Alan Ball a conscience de l’importance que peut avoir ses fictions chez de jeunes gays: "Il y a tant d’histoires d’amour entre deux hommes où l’un meurt à la fin du film, comme Le Secret de Brokeback Mountain [d’Ang Lee, sorti en 2005]. C'est un film superbe, mais ils ne peuvent pas avoir de vie ensemble! C’est la même chose dans A Single Man [de Tom Ford, sorti 2009]...", analyse-t-il, avant de poursuivre:

"Je voulais qu’il y ait une vraie histoire d’amour et qu'ils n’aient pas à être détruits par ce qu’ils traversent. Dans mon film, on ne doute pas un seul instant qu'ils vont finir leurs jours ensemble. Je n’ai pas souvent vu cela dans les films et je sais à titre personnel que cela existe. C’est pour cette raison que nous avons choisi de raconter cette histoire de cette manière. Ça a toujours été mon objectif que le spectateur termine cette histoire en était heureux. Je ne crois pas que la vie soit uniquement une tragédie. On doit pouvoir susciter l’espoir."

"Beaucoup de gens m’ont dit que Six Feet Under avait changé leur vie"

Dans une société où l’homophobie est toujours présente, Alan Ball est-il une sorte d’oncle Frank, qui réaliserait des séries et des films pour dire aux jeunes LGBT+ qu’ils ne sont pas seuls? "Beaucoup de gens sont venus me voir pour me dire que David Fisher [joué par Michael C. Hall, NDLR] dans Six Feet Under avait changé leur vie, et leur avait permis de ne pas se sentir seul. C’est super à entendre, mais ce n’est pas la motivation première de mon travail. Je veux surtout raconter une bonne histoire!"

Il y a vingt ans, Alan Ball a révolutionné le monde des séries avec Six Feet Under et le personnage de David Fisher, première représentation réaliste d’un homme gay à la télévision américaine. Le couple qu’il forme avec Keith, un homme noir, a fait voler en éclats bien des stéréotypes et des idées reçues. Depuis, la place de la communauté LGBT+ a bien évolué dans les médias généralistes. Alan Ball a été suivi par d’autres créateurs, comme Ryan Murphy (Glee, American Horror Story). Il est désormais beaucoup plus simple de parler de l’histoire d’amour entre deux hommes:

"Quand on regarde les films et les séries de nos jours, on a l’impression que la culture LGBT+ est bien plus présente. Les personnages gays sont désormais mieux acceptés dans les fictions", note Alan Ball, avant de déplorer: "J’ai quand même l’impression que dans beaucoup de cas ils existent uniquement pour être gay. Je me suis toujours battu contre ça. Dans mon travail, j’ai toujours fait en sorte que l'homosexualité de mes personnages ne soient pas leur unique caractéristique."

"Aux USA, ils ne veulent plus faire de films sur les gens"

Cette révolution en termes de représentation a débuté dans les séries, avant de se poursuivre au cinéma.
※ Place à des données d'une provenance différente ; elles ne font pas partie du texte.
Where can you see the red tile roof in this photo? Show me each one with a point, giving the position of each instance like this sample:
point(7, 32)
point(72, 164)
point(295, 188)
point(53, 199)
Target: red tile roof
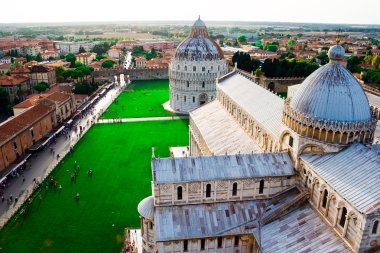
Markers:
point(12, 80)
point(12, 127)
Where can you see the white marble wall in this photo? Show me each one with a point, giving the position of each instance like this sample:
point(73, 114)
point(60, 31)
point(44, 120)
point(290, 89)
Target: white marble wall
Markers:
point(190, 81)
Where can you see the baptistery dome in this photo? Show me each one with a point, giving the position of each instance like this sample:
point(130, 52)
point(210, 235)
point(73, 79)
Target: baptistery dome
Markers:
point(197, 62)
point(332, 93)
point(199, 46)
point(330, 105)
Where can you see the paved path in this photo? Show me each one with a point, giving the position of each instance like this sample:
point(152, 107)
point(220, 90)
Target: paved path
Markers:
point(44, 161)
point(118, 120)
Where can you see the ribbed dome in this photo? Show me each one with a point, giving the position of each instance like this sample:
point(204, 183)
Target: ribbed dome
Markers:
point(332, 93)
point(199, 46)
point(146, 208)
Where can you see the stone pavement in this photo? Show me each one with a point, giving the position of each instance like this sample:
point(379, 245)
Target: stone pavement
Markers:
point(118, 120)
point(45, 161)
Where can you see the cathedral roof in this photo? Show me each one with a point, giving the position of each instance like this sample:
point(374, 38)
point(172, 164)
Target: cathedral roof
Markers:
point(301, 230)
point(264, 106)
point(225, 136)
point(332, 93)
point(146, 207)
point(353, 172)
point(204, 168)
point(199, 46)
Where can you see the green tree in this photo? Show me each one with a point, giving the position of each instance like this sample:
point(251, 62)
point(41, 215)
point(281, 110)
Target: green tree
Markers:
point(108, 64)
point(375, 62)
point(71, 58)
point(258, 72)
point(323, 58)
point(39, 57)
point(5, 107)
point(242, 39)
point(41, 87)
point(82, 50)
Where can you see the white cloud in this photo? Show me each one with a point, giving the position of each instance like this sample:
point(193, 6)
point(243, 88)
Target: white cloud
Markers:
point(326, 11)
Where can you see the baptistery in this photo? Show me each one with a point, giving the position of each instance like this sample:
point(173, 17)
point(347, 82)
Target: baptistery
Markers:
point(330, 106)
point(197, 62)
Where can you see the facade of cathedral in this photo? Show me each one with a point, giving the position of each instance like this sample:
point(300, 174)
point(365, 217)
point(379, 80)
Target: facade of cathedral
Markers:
point(197, 63)
point(268, 175)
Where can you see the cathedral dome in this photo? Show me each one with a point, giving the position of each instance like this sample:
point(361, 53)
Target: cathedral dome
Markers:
point(146, 208)
point(199, 46)
point(332, 93)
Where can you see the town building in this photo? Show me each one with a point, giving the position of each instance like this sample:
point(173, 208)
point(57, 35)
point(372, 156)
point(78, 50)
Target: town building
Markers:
point(21, 132)
point(271, 175)
point(197, 63)
point(6, 59)
point(64, 104)
point(158, 45)
point(86, 58)
point(5, 68)
point(140, 62)
point(40, 73)
point(73, 47)
point(16, 86)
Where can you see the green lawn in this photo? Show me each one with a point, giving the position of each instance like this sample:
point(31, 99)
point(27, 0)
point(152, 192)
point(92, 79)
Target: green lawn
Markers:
point(141, 99)
point(119, 155)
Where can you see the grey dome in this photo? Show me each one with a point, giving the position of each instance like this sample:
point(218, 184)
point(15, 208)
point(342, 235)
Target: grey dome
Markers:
point(199, 22)
point(332, 93)
point(146, 208)
point(336, 53)
point(199, 46)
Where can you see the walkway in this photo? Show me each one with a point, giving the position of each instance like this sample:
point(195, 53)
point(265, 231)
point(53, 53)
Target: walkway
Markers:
point(119, 120)
point(44, 161)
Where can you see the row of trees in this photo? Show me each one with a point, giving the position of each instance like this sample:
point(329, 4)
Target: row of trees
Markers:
point(274, 68)
point(288, 68)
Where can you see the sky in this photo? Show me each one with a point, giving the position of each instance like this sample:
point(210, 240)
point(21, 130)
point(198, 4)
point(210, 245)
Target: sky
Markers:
point(313, 11)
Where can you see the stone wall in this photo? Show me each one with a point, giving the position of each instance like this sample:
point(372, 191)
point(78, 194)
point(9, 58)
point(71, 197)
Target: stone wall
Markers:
point(210, 245)
point(221, 190)
point(134, 73)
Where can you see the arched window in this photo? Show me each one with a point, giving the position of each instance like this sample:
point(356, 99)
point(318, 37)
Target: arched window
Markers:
point(324, 200)
point(234, 189)
point(208, 190)
point(179, 192)
point(261, 186)
point(342, 220)
point(375, 226)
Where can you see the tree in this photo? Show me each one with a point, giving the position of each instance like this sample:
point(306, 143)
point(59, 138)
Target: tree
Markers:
point(39, 57)
point(108, 64)
point(82, 50)
point(258, 72)
point(242, 39)
point(41, 87)
point(100, 56)
point(323, 58)
point(4, 102)
point(71, 58)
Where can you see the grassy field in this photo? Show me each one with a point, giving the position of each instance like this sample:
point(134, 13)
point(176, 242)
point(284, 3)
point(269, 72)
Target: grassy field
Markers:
point(119, 155)
point(141, 99)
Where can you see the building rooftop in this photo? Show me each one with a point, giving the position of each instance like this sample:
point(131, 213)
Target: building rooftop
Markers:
point(12, 80)
point(300, 231)
point(205, 168)
point(12, 126)
point(353, 173)
point(265, 107)
point(220, 131)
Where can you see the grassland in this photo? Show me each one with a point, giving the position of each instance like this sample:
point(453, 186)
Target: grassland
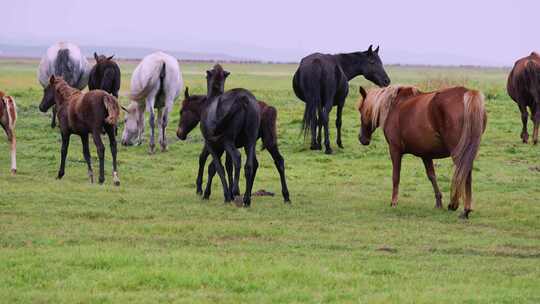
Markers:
point(153, 240)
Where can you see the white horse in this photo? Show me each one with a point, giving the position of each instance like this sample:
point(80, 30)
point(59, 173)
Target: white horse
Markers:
point(155, 84)
point(64, 59)
point(8, 117)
Selon Alan Ball, celle-ci est liée au format même de la série, plus ample que celui du cinéma: "Une série vous offre plus de temps pour explorer la vie de vos personnages et raconter en quoi elle est précieuse. Un film ne dure que 90 ou 120 minutes. Dans une série, on a des heures et des heures. C’est un médium plus adéquat pour explorer les vies cachées des personnages."

Pour autant, Alan Ball ne voulait pas du format de la série pour raconter l’histoire d’Uncle Frank. Monter le projet, d'ailleurs, n’a pas été aisé: "Les gens avaient un peu peur d’Uncle Frank. Trouver des investisseurs a pris un an. Tout le monde refusait!", se souvient-il. Il a fini par trouver les bons partenaires pour réaliser le film, mais avec un petit budget. Depuis sa présentation à Sundance en janvier 2020, le film rencontre le succès. Il a même décroché le prix du public à Deauville en septembre dernier.

Si parler d’homosexualité à l’écran s’est démocratisé, faire des films est devenu plus difficile, concède Alan Ball: "Aux États-Unis, ils ne veulent plus faire de films sur les gens, mais sur les super-héros." Il croule sous les projets, mais ignore s’il trouvera des financements: "J’ai une série de scénarios que j’aimerais réaliser un jour, je travaille sur un pitch de mini-série et j’écris un pilote. Je m’occupe, mais tout ceci dépend du bon vouloir des décideurs."